Hello, Wow what a nice set of American Flyer trains you have there and nice #18B transformer to run your train with. Those American Flyer trains will last you a long time. Your Father had a good eye American Flyer trains. I hope you and your family enjoy running them. Thanks longbow57ca.


----------



## gunrunnerjohn (Nov 10, 2010)

Welcome to the forum, you started with a bang, nice collection!


----------



## dicgolfer72 (Dec 4, 2015)

flyernut said:


> Hello and welcome.. Your Dad's set is nice, and it's one of my favorite engines. I have 3 312's, and they are great running engines.....Your 302 is one of the best little engines out there, in my opinion.. I think I have around 20 or so of them. Before you run it, make sure you lightly oil it, and put smoke fluid in the smoke stack. You don't want to run it dry, you'll burn it up. The little red Docksider looks to be a home-made, or kit-bashed unit...:appl:




I bought the little red docksider engine from a local train shop NIB(probably paid to much at $100) 
I bought it since I snagged the red new heaven passenger cars at a thrift store and
they had been converted from link couplers to knuckle couplers
so I needed an engine to run them since the 302 is link couplers

the little red 2013 docksider is a pretty impressive little engine it pulls the heavy passenger cars without any signs of heat or slow down and its a fast little sucker
the only thing I don't like about it is the smoke is kinda week 

I just need to find a red new heaven operating mail car and caboose to finish of that set (did they make a red version of the royal blue engine that would be sweet with the red new heaven passenger cars)

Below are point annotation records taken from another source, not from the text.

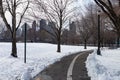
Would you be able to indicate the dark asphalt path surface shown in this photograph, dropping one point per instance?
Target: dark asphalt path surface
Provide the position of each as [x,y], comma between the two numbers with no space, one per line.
[58,70]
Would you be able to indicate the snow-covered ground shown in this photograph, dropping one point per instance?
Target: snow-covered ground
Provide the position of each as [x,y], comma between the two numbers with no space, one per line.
[105,67]
[39,55]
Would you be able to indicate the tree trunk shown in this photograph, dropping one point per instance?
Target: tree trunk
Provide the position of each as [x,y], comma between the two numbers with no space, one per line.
[58,44]
[85,44]
[118,40]
[14,48]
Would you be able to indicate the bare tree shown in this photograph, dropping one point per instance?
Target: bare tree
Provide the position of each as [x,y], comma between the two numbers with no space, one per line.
[57,11]
[113,12]
[84,29]
[12,7]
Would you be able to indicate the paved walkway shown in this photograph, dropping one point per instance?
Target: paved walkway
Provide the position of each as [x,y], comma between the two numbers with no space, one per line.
[68,68]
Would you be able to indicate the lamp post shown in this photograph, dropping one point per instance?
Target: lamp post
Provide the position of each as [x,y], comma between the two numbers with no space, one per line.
[98,50]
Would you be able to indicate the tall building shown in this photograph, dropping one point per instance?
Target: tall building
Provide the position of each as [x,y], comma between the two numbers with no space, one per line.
[73,28]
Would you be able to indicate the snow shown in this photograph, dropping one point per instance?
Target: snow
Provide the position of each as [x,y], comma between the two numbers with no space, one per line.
[39,56]
[105,67]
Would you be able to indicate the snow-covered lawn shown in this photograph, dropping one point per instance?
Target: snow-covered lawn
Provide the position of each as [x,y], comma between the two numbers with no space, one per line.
[105,67]
[39,55]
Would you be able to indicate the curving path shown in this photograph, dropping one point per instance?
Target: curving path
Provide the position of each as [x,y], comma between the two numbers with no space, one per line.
[71,67]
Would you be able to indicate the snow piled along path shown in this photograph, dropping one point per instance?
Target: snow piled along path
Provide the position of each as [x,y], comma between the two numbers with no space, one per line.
[39,55]
[105,67]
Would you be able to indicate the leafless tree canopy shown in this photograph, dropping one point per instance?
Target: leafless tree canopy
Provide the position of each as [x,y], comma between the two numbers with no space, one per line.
[15,8]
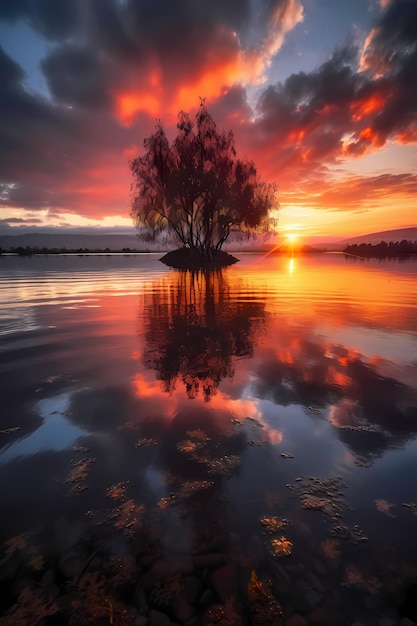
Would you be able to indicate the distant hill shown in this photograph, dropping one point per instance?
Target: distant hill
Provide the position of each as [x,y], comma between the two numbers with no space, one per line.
[73,242]
[410,234]
[112,242]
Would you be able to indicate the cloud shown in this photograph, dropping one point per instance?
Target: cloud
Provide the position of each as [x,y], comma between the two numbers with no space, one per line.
[113,67]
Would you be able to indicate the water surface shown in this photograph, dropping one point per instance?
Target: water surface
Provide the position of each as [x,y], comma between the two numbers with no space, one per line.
[209,447]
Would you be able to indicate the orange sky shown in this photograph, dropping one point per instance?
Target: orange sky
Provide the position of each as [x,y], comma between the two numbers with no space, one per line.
[321,98]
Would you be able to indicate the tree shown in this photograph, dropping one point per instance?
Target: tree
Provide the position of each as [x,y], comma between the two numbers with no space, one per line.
[195,190]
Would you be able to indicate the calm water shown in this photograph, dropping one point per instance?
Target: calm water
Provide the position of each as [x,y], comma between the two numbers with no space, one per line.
[208,448]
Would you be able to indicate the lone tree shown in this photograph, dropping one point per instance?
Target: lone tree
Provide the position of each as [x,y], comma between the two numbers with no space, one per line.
[197,192]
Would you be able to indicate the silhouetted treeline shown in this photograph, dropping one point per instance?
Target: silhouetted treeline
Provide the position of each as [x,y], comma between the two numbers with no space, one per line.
[382,249]
[29,251]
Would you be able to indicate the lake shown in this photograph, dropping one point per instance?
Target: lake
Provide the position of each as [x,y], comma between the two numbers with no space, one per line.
[231,447]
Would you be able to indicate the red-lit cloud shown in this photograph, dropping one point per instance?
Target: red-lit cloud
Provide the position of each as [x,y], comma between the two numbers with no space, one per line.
[115,67]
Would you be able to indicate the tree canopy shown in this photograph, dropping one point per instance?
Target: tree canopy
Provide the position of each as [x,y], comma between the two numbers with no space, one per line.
[195,190]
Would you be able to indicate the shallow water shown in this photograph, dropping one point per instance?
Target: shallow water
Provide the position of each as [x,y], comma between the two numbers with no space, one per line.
[154,422]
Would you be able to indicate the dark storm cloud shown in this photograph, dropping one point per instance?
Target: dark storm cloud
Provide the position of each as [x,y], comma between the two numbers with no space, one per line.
[54,19]
[121,65]
[393,37]
[76,75]
[351,105]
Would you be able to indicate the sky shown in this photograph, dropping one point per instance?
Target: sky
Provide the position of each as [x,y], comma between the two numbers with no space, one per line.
[321,95]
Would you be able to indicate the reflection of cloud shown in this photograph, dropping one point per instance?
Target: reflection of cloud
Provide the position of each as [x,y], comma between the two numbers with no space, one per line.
[55,433]
[344,413]
[195,330]
[371,412]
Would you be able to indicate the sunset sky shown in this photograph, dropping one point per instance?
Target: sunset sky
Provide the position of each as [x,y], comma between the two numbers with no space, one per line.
[321,94]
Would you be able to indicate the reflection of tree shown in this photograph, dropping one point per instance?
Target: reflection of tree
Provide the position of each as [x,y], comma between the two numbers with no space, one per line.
[195,328]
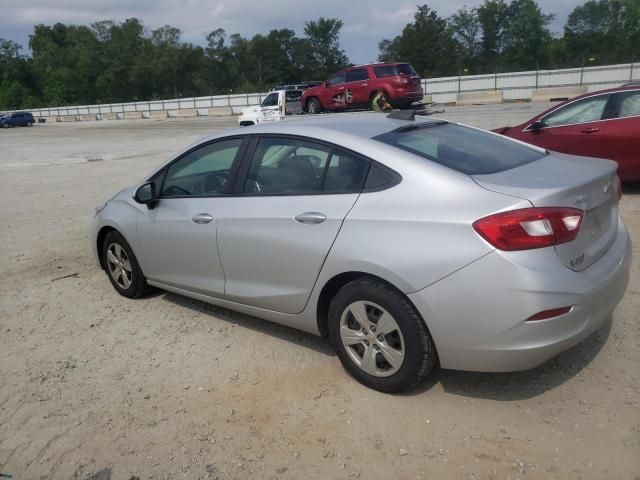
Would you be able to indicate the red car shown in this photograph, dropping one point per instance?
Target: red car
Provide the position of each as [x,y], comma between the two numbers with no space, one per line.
[603,124]
[355,87]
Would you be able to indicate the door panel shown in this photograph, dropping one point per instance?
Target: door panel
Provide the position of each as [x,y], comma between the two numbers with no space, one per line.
[271,260]
[275,234]
[179,235]
[179,244]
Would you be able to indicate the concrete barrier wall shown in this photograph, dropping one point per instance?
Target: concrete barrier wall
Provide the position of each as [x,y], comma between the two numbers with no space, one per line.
[556,93]
[479,98]
[514,86]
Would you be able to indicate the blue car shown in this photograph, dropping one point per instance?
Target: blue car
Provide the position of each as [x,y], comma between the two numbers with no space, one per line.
[17,119]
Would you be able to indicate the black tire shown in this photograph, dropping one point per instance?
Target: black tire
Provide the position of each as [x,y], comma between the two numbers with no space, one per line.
[419,350]
[313,106]
[138,284]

the 302 engine and rolling stock on it was a mix and match set also
I got the engine from an antique store for 20$ the smoke has never worked on it pretty sure its burnt out 
then picked up the caboose and gondola on ebay as a lot for 15$
and then bought the coal dump car at another local train store for $40

the little 302 is a great strong runner but the stupid front 4 wheels keep derailing 
according to most of the pics I see it did not have a spring on the set

but the 313 and 312 in my dads set do have a spring and they do not have this problem 
should I source a spring


that was all last year


----------



## dicgolfer72 (Dec 4, 2015)

moving on to this year 

last week I unpacked everything 
only to find out that I was using my dads track for the second train and only had enough track in my boxes for one oval

soo off to the train store and bought 4 37 inch straight track sections 
and 8 corners 
I cut one of the 37 inch straight tracks down to 12 inch sections 

so now I have a large oval 
setup with brand new track 
I used a 12 inch section to extend the curve and then full 37 inch section for the straight away 
man does new track make a difference on the trains performance 
lol

my inner track is all vintage original track 
its 
an oval with 12 curved sections and 6 straight 
even after 2 days of track cleaning you can still tell the difference in performance 

after getting it all setup cars and engines lubed and cleaned 

I find out one of my AF 8b transformers will not go all the way into shut down when at 0
so it made trying to reverse the trains a total PIA 

so yesterday I ran out and gave an arm and a leg for that 18B at a local train store (totally worth it though lol) paid a whopping 130$ (if I would have waited there is a 18b on ebay now at 35$)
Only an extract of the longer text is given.